Give the white trim in your home an entirely new look with a faux wood treatment. Select a picture or sample of wood you'd like to recreate in paint form; then purchase two paint shades -- one matching the light or background wood, one matching the grain. Clear latex glaze adds a slightly translucent effect to the grain color and extends the drying time, providing enough time to create the faux finish before the surface dries.
Cover the floor of the work area with newspaper or tarps. If working in a doorway, place some of the paper beneath the doorway and on either side. Slide the edge of the paper beneath the baseboards, if possible.
Sand the trim gently with a fine-grit sanding block to scuff up the finish slightly. Wipe the dust away with a tack cloth.
Cover the areas of the walls and floor adjacent to the trim with strips of painter's tape. If possible, slide the edge of the tape beneath the trim or behind the baseboards for a clean edge while painting. If the trim is not yet on the wall, place the pieces on newspaper or tarps.

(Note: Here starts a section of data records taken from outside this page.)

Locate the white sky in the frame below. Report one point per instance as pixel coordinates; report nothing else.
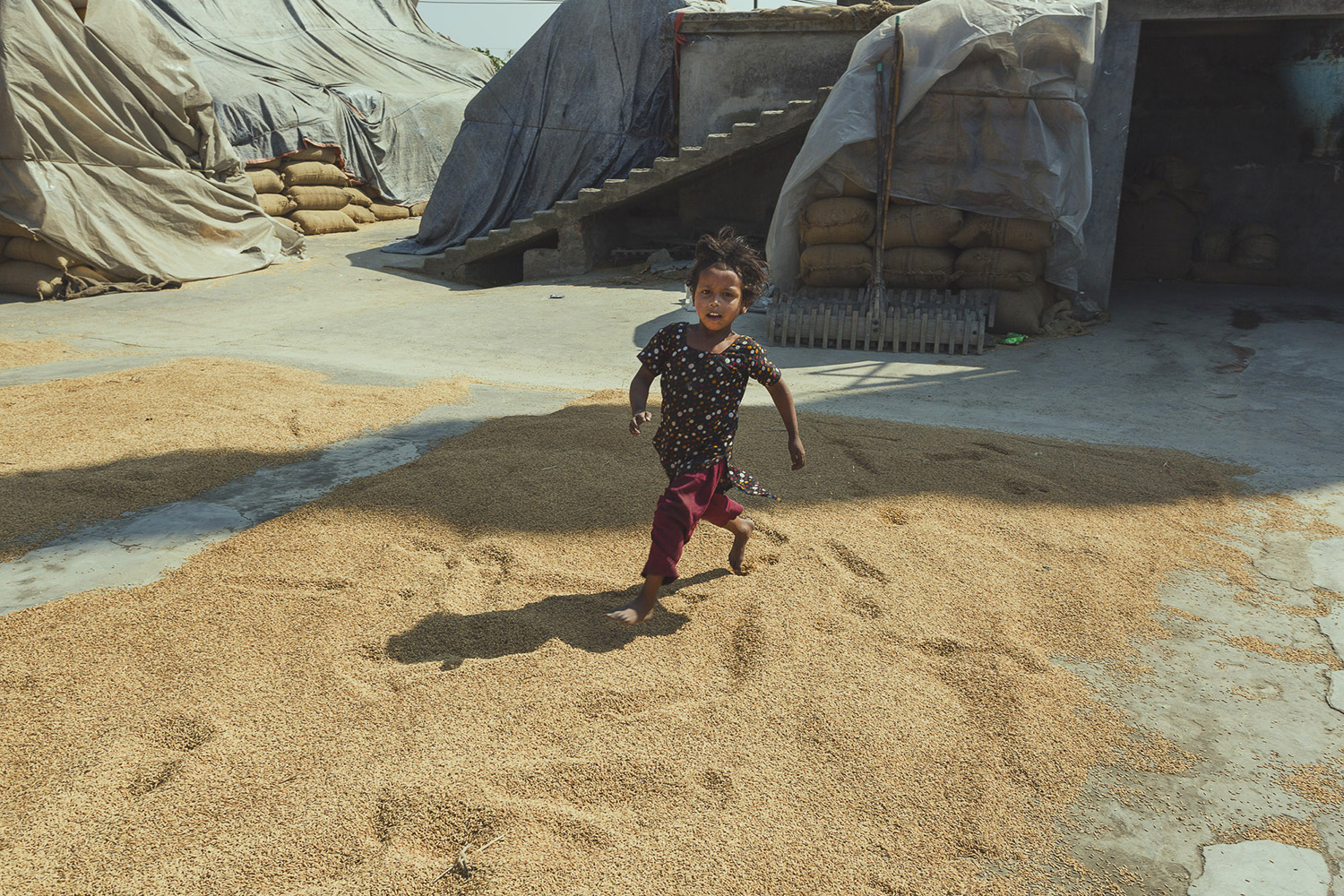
(505, 24)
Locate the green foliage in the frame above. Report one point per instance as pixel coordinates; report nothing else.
(495, 61)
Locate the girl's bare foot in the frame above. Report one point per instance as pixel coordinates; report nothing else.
(741, 535)
(642, 607)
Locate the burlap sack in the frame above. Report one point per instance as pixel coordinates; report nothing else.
(314, 174)
(1004, 233)
(276, 204)
(39, 252)
(1155, 241)
(843, 220)
(836, 265)
(90, 273)
(266, 180)
(997, 269)
(359, 214)
(390, 212)
(1021, 311)
(316, 222)
(314, 153)
(317, 198)
(857, 191)
(358, 196)
(929, 226)
(919, 268)
(10, 228)
(29, 280)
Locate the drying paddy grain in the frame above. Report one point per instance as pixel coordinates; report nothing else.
(346, 699)
(96, 446)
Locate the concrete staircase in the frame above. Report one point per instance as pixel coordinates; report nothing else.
(572, 237)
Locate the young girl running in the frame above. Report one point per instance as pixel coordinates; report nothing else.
(704, 370)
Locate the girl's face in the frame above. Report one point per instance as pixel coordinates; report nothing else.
(718, 298)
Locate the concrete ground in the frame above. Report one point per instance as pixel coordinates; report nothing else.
(1249, 375)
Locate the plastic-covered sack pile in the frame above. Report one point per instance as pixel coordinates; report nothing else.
(586, 99)
(311, 193)
(365, 77)
(991, 175)
(113, 171)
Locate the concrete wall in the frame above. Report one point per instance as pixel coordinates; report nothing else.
(1210, 94)
(737, 64)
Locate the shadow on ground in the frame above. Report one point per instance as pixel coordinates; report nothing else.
(451, 638)
(578, 469)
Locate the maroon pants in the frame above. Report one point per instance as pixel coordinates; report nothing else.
(687, 500)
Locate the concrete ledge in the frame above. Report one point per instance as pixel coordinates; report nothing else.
(1177, 10)
(859, 19)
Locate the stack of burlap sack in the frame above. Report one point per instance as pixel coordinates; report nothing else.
(1163, 233)
(37, 269)
(929, 247)
(309, 191)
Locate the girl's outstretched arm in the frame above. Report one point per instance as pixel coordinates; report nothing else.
(784, 403)
(640, 398)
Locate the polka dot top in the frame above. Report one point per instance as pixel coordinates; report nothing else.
(701, 397)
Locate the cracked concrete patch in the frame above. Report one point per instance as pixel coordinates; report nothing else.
(1327, 564)
(1287, 559)
(1261, 868)
(139, 547)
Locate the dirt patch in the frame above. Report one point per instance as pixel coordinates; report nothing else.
(97, 446)
(343, 699)
(27, 352)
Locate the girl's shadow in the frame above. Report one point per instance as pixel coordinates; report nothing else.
(578, 619)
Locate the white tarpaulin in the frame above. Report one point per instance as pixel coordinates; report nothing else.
(109, 148)
(366, 75)
(991, 121)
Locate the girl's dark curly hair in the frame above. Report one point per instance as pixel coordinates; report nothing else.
(731, 252)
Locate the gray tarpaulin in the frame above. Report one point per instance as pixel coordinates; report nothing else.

Prop the trim pieces up on blocks of wood, if you like, for easier access to the edges.
Pour the lighter of the two wood paint colors into a paint tray after stirring it. Paint each trim piece completely with the light wood color using a paintbrush. Allow the paint to dry completely. Paint a scrap piece of cardboard the same color, allowing it to dry as well.
Stir the second paint color and pour some of it into a dry paint dry. Mix in half as much glaze or slightly less, brushing some of it onto the painted cardboard scrap after dipping just the tips of the paintbrush bristles into the glaze. Adjust the glaze mixture with more clear glaze or more paint to change the translucency -- the more glaze, the more translucent the grain color.

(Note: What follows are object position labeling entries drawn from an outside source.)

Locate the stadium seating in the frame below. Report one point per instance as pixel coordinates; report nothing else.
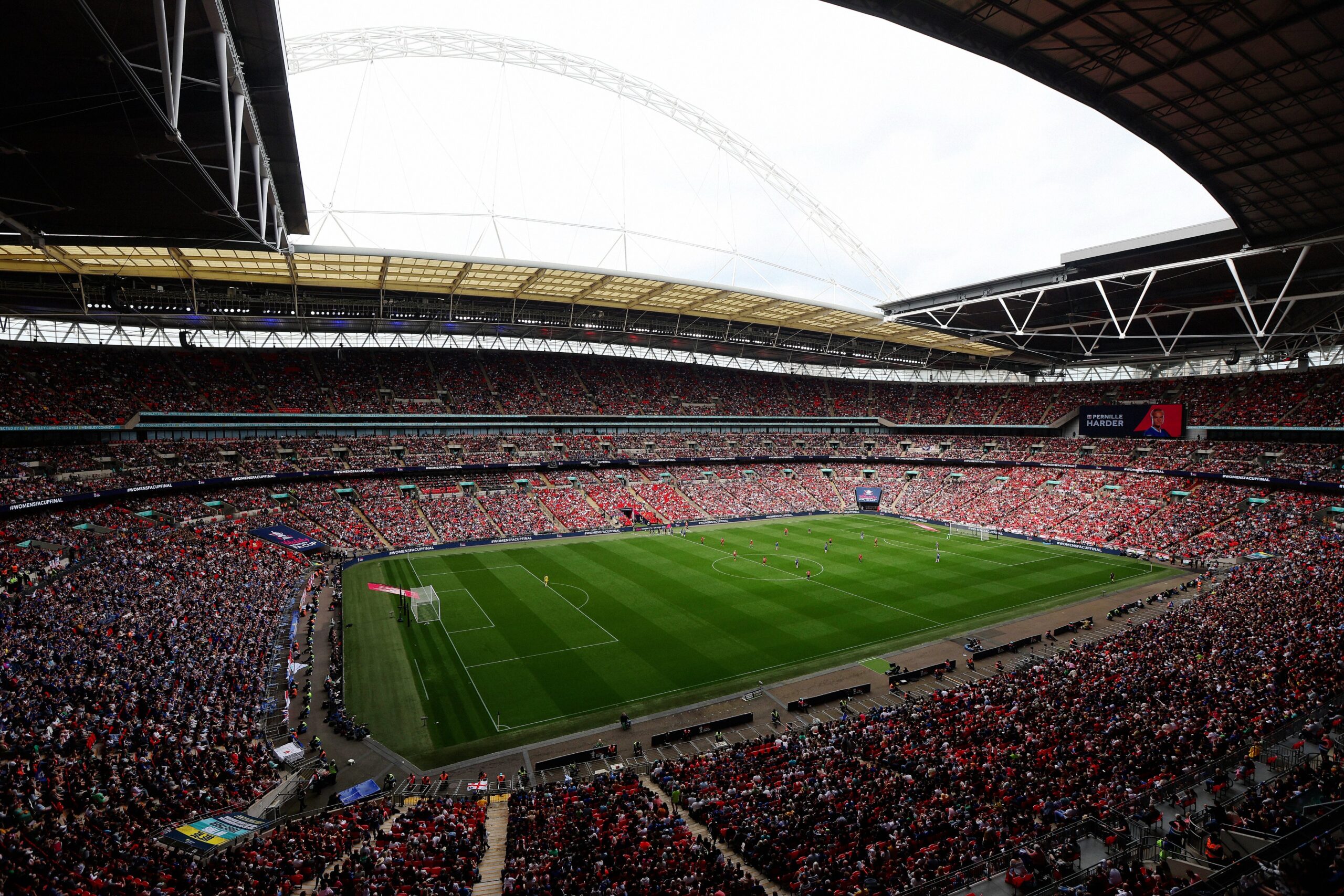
(611, 835)
(132, 666)
(111, 385)
(917, 792)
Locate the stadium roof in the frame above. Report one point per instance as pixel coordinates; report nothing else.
(319, 288)
(1246, 97)
(114, 127)
(1196, 292)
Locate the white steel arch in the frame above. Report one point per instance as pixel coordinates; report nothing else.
(330, 49)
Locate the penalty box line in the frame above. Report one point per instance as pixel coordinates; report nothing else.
(612, 638)
(490, 715)
(430, 575)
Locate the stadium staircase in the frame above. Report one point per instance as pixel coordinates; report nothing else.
(537, 385)
(371, 527)
(496, 832)
(546, 512)
(687, 499)
(701, 830)
(490, 383)
(494, 524)
(429, 525)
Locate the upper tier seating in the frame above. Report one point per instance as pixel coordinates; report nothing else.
(109, 385)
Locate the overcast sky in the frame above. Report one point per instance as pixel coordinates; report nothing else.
(948, 167)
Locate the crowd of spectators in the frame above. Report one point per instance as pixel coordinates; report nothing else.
(517, 513)
(572, 508)
(131, 695)
(917, 793)
(611, 836)
(459, 518)
(432, 847)
(108, 385)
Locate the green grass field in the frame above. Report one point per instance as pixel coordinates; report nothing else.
(646, 623)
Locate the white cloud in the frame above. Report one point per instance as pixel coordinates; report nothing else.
(949, 167)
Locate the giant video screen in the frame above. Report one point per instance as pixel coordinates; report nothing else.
(869, 495)
(1132, 421)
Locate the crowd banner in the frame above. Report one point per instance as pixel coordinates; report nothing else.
(358, 792)
(799, 705)
(704, 729)
(183, 486)
(288, 537)
(609, 751)
(209, 835)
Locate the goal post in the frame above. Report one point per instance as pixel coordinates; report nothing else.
(961, 530)
(425, 606)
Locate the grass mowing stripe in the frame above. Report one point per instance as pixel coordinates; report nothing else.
(447, 635)
(843, 592)
(680, 628)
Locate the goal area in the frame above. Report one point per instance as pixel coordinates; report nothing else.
(983, 532)
(425, 605)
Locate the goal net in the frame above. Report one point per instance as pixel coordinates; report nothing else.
(425, 605)
(983, 532)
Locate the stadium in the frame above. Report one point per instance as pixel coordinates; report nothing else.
(676, 562)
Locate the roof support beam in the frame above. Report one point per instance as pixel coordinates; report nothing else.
(1306, 14)
(170, 56)
(527, 284)
(233, 135)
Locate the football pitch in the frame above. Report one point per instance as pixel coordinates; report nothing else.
(643, 623)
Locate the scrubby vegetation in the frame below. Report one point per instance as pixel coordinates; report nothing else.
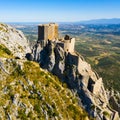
(31, 93)
(4, 52)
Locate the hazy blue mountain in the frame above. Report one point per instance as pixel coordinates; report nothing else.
(101, 21)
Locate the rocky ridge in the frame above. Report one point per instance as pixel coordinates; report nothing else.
(26, 90)
(72, 69)
(14, 40)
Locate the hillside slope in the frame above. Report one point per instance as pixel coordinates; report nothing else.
(28, 92)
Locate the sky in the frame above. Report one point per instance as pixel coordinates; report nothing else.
(57, 10)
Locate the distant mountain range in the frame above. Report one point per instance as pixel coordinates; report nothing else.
(100, 21)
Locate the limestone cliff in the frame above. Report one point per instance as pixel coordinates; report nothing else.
(28, 92)
(72, 69)
(14, 40)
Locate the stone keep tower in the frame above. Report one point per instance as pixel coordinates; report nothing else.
(48, 31)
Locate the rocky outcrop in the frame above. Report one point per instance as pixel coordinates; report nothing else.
(72, 69)
(14, 40)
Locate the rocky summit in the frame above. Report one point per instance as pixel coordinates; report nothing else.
(55, 83)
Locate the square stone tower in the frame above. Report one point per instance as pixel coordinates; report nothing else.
(48, 31)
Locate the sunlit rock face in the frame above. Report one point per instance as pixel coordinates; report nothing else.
(72, 69)
(14, 40)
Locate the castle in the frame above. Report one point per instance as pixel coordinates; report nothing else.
(50, 32)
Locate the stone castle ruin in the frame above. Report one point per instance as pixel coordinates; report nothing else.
(59, 57)
(48, 32)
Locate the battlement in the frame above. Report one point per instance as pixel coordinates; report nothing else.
(47, 31)
(50, 32)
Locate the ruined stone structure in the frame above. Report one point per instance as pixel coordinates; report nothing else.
(48, 32)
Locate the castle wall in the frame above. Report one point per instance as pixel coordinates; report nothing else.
(69, 45)
(48, 31)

Brush the glaze blend over the trim in the direction you want the wood grain to go -- long brush strokes along the length of each board, in most cases. Work on only one board at a time; otherwise, the glaze may dry before you complete the grain finish.

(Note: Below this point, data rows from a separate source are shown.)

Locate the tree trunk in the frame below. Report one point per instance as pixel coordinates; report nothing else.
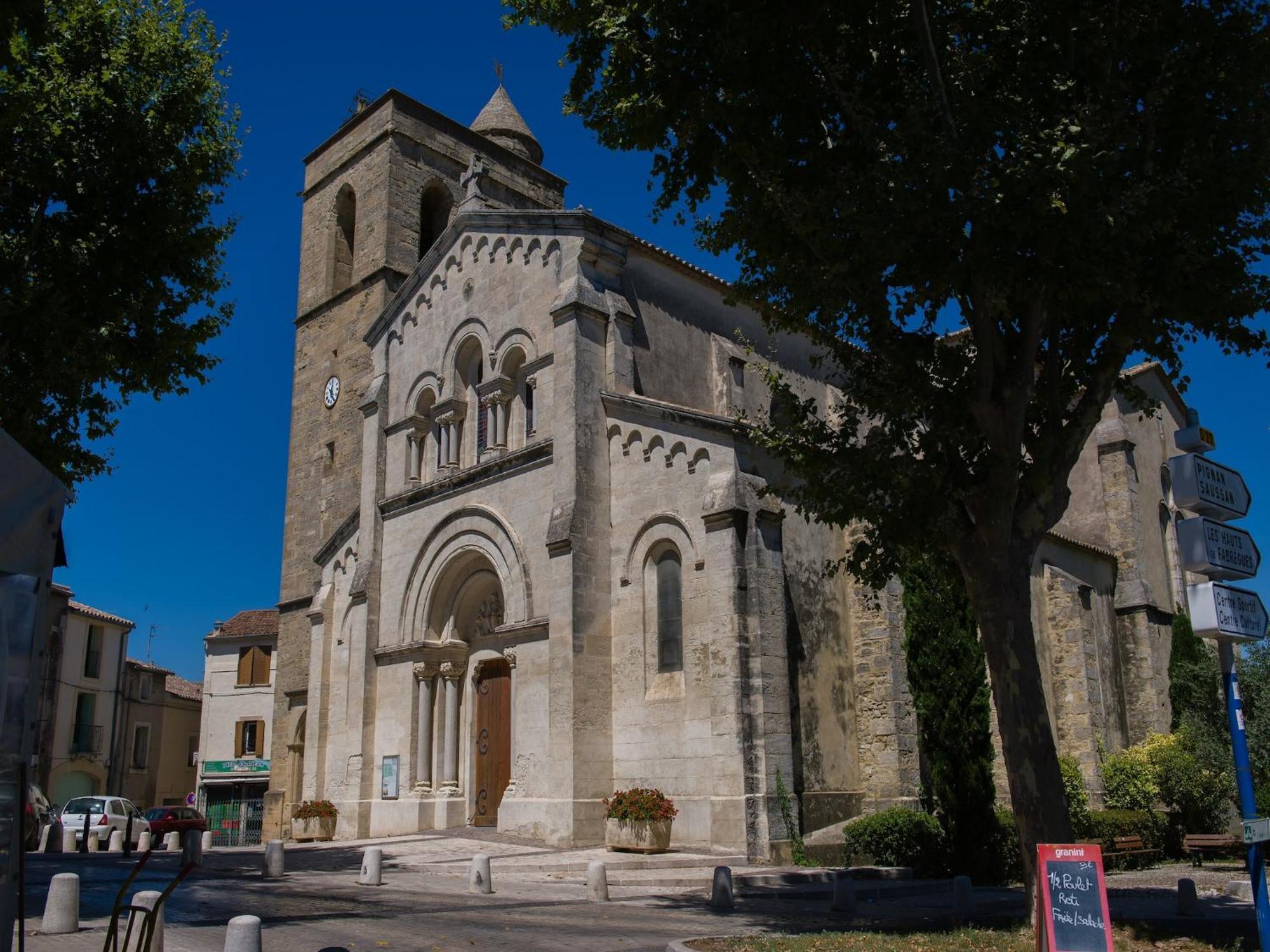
(1000, 590)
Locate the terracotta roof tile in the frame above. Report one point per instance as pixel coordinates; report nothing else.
(253, 621)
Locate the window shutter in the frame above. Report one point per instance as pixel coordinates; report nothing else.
(261, 664)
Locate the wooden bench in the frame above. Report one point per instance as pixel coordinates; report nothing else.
(1197, 845)
(1123, 847)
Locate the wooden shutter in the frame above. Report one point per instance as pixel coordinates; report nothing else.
(261, 664)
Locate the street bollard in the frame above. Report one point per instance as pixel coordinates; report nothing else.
(844, 893)
(62, 907)
(598, 882)
(192, 849)
(150, 899)
(243, 935)
(1187, 898)
(963, 897)
(721, 892)
(274, 860)
(373, 868)
(478, 876)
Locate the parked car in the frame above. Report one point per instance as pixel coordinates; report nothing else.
(175, 819)
(105, 814)
(40, 814)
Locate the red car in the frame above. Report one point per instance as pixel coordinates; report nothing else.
(175, 819)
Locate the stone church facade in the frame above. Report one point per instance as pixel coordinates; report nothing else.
(528, 560)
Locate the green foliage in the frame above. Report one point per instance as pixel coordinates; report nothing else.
(1078, 798)
(316, 810)
(1070, 186)
(949, 687)
(639, 804)
(117, 144)
(899, 837)
(1168, 770)
(785, 804)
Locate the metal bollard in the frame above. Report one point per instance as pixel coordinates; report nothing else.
(721, 892)
(373, 868)
(150, 899)
(478, 876)
(844, 893)
(243, 935)
(274, 869)
(62, 907)
(598, 882)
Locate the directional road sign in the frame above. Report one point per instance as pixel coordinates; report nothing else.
(1208, 488)
(1217, 550)
(1222, 611)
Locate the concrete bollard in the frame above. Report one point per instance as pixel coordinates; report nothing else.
(1187, 898)
(150, 899)
(274, 868)
(963, 897)
(62, 907)
(192, 849)
(721, 892)
(478, 876)
(844, 893)
(373, 868)
(598, 882)
(243, 935)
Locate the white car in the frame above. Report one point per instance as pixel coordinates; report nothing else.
(105, 814)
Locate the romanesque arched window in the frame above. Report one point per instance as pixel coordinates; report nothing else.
(670, 611)
(345, 241)
(435, 205)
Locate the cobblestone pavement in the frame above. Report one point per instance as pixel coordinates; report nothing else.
(425, 903)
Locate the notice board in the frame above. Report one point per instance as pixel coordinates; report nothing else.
(1073, 899)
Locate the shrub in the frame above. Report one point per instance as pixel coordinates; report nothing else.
(899, 837)
(316, 810)
(1078, 798)
(641, 804)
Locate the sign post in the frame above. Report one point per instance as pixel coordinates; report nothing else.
(1217, 494)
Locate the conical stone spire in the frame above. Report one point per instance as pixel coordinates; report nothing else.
(501, 122)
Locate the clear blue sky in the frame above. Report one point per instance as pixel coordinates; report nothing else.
(189, 529)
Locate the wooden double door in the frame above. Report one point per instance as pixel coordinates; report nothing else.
(493, 739)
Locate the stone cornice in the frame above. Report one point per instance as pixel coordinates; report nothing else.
(463, 479)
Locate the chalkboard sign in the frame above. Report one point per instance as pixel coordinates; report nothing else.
(1073, 899)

Go over the wet glaze with a wood grain rocker tool or a graining comb. Drag the rocker or comb through the wet glaze, following the direction of the board to create the grain. Wiggle the rocker or comb slightly to create variations in the grain. If using a rocker tool, rock it back and forth slightly to create changes in the grain and knots. Wipe off the tool on a rag between passes to remove excess grain. Allow the glaze to dry completely before touching the trim.